From trace to emptiness, a practice of subtraction
Jipeng Ke returns to ODRADEK for a new exhibition using the Chinese complementarity of action and non-action.
Since 2010, Jipeng Ke tirelessly traces horizontal lines which, by a continuous and discontinuous application of brush strokes, combine and associate time and space. He accumulates these lines by overlapping them and allowing them to correspond, transparent to each other. Thus emerges a ritual or a life-process that blends layers of diluted white and black colors.
Everything happens as if the hand at work no longer needed to draw legible and identifiable signs. It just mingles the white and the black as it puts in dialogue the full and the empty. The codified burden of our language thus disappears to the benefit of a meditative act to which we are invited to participate in a contemplative way.
The act of painting is simple, extremely simple, but in doing so, it takes part in the millennial Chinese culture in order to reveal its emptiness. The painted line, associated with the gesture of the wrist takes off from the blank canvas and has no limit. The lines repeat that the act of painting is associated with time and space in order to contribute to their aesthetic embodiment. This endless same humble and open gesture to the infinite is speaking to us. It associates us with a meditative understanding of time in becoming. Time that we can now interpret according to the paths of our own gaze that “empties” and returns to the white page.
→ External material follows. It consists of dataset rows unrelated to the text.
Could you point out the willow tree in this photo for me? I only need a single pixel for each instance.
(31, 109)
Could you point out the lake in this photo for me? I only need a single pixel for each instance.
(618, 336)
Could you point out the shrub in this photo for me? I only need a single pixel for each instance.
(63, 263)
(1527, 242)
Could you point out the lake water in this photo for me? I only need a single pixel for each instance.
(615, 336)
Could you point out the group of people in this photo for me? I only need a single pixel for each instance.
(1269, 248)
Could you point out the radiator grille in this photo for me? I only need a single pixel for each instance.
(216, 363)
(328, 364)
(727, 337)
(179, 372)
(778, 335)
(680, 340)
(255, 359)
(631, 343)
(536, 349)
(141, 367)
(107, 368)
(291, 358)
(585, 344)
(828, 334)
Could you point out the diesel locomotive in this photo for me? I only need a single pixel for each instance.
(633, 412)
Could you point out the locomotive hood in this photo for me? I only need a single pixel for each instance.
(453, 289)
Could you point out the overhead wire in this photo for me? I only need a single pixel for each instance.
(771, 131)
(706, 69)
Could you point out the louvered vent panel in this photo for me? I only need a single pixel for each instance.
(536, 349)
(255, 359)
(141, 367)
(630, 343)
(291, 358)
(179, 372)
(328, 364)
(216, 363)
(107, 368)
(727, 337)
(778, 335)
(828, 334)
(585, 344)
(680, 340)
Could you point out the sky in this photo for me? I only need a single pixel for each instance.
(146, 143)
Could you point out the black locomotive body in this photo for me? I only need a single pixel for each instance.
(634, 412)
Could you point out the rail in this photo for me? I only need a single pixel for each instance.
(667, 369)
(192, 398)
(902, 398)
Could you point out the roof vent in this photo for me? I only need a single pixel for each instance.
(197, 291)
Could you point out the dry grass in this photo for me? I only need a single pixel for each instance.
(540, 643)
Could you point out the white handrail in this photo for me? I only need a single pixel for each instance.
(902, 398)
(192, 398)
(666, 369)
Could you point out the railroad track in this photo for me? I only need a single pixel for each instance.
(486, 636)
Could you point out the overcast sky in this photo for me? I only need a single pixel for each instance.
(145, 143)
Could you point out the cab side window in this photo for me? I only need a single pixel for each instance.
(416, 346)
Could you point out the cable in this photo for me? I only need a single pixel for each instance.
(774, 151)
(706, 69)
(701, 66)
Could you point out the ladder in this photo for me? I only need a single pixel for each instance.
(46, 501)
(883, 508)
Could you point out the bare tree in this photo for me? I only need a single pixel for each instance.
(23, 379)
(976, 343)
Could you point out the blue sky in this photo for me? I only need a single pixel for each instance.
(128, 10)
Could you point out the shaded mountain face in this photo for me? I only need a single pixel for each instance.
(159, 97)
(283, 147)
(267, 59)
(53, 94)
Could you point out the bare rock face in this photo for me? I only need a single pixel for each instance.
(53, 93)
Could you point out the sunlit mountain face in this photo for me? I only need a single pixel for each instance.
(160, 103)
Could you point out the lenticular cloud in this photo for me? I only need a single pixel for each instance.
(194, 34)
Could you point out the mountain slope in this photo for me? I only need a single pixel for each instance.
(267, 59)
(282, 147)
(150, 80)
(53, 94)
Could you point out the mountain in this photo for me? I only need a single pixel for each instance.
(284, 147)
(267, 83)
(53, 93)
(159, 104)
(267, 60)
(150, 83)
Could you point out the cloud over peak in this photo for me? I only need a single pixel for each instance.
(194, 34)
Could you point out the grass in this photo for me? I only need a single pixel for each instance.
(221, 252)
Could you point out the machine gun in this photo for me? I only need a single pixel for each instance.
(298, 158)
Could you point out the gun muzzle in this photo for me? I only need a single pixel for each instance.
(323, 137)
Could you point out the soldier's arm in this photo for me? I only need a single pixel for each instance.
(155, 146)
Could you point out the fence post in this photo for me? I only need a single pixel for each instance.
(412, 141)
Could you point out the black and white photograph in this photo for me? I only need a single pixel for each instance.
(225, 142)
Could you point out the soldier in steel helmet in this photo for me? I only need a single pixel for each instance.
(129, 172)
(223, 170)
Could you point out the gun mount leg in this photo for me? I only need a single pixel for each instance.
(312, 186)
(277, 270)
As a result, Jipeng Ke appears as a Buddhist painter looking for the most abstract expression of the brush stroke. With the actions of his hands, he adds up temporal moments while subtracting by non-action all elements that limit his gesture. For the accomplished artist, the performing act of painting develops in two different and nevertheless associated ways of action and non-action, which are also addition and subtraction.
He now leads us to a different understanding of accumulation, a vain embodiment of time.
Since Jipeng Ke uses diluted paint, the white mingles with the black or combines with it, just as the addition becomes subtraction. It is no longer a matter of understanding the artist’s work in a reasonable way, but rather as a ritual celebrating an inalienable part of infinity.